WESTPORT — A Staples High School junior has taken it upon himself to raise money for the millions of Syrians displaced from the conflict that has been raging for six years.

Sixteen-year-old Kion Bruno, who is of Iranian descent and has a lot of family living in Iran, has been dismayed by the way Iranians are depicted and wanted to do something to combat xenophobia.

“Iranians are portrayed so badly by the media, and that’s part of what made me do this,” Bruno said.

At the start of the school year, he organized a club at school, Building Bridges. Its first speaker was a man named Mohammed, the father of a Syrian refugee family resettled in Norwalk with the help of the Westport community. Mohammed’s story touched Bruno, who decided to help in any way he could.

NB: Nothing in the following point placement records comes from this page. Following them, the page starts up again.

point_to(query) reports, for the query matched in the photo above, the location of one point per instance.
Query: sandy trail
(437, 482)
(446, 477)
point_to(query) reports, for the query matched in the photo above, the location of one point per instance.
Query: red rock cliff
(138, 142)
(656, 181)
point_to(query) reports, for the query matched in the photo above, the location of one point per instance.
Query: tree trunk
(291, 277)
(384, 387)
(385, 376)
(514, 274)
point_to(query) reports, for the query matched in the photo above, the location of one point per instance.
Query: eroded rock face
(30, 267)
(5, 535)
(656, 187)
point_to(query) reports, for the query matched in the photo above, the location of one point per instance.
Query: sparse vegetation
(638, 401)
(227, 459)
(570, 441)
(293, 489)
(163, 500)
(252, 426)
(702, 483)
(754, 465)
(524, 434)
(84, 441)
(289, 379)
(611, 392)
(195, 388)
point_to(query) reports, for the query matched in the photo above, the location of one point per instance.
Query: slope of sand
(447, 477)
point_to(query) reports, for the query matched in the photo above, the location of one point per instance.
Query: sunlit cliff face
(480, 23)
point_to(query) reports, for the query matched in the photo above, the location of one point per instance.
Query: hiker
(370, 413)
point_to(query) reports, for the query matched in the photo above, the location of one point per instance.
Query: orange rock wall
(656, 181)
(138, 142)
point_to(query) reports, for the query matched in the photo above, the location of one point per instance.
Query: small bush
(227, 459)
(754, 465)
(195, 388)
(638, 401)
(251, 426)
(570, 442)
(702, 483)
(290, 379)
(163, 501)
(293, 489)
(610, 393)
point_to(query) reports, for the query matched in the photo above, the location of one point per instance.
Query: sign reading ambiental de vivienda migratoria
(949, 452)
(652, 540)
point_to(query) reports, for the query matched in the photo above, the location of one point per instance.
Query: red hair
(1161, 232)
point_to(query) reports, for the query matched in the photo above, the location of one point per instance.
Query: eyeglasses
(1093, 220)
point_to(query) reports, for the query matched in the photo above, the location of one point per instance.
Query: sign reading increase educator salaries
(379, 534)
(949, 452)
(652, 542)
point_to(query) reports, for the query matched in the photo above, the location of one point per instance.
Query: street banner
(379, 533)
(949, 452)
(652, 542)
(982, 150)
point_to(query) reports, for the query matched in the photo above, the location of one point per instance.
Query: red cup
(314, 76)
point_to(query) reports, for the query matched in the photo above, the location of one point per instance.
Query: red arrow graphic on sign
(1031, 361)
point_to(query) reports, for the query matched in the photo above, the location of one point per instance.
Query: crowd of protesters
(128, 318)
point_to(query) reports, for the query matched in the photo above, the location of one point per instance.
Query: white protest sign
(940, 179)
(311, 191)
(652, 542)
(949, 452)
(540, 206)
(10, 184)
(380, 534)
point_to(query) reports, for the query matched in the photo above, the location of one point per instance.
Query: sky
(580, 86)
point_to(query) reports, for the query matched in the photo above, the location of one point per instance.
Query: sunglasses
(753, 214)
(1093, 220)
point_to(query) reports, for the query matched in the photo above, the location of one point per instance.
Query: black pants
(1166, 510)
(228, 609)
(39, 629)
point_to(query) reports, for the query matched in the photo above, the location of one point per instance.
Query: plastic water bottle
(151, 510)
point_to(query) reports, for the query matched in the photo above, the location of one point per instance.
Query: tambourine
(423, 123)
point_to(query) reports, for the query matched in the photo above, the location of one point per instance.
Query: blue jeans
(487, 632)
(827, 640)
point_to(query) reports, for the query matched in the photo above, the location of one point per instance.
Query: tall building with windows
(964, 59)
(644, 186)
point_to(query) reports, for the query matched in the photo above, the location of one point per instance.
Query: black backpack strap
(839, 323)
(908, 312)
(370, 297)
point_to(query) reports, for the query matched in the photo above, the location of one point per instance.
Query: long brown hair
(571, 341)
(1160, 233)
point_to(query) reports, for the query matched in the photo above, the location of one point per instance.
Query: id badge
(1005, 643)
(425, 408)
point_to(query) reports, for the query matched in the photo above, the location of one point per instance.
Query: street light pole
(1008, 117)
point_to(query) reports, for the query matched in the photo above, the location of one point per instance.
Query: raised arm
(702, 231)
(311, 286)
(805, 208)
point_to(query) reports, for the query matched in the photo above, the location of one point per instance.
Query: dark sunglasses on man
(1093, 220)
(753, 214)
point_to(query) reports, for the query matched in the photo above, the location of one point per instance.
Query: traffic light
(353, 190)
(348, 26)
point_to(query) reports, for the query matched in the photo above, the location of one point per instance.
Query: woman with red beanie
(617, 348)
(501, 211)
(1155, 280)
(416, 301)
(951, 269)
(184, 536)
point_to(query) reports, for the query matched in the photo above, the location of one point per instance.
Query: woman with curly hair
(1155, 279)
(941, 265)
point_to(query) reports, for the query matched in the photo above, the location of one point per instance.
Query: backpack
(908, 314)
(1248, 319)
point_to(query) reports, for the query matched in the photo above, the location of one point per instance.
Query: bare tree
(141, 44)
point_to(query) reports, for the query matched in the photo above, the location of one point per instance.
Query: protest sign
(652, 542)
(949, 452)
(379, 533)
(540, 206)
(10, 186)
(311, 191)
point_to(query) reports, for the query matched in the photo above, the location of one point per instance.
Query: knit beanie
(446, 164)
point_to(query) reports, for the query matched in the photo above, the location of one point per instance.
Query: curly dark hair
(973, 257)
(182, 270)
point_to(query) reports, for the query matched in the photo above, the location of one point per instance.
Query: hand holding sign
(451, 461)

“After hearing that talk about his experiences in Syria, about how his village was completely killed, his family and his friends — It’s just so bad and I wanted to do whatever I could to help, so I thought a fundraiser would be a good way to start,” Bruno said.

The Support for Syrian Refugees fundraiser starts at 3 p.m. on Saturday in the Staples auditorium. As part of the event, Bruno will screen “Salam Neighbor,” a documentary co-directed by Chris Temple, a Fairfield native and graduate of Greens Farms Academy in Westport. Temple, along with co-director Zach Ingrasci, were the first filmmakers to be granted access by the United Nations to a Syrian refugee camp in Jordan.

Following the movie, there will be a panel discussion. U.S. Rep. Jim Himes, D-Conn., and First Selectman Jim Marpe, along with Westport-sponsored refugees, will be in attendance.

Donations are suggested at $10 and will go to the International Institute of Connecticut and Nu Day Syria, organizations dedicated to helping Syrian refugees.

“I’m super excited. I want this to work. I think it will be a great event,” Bruno said.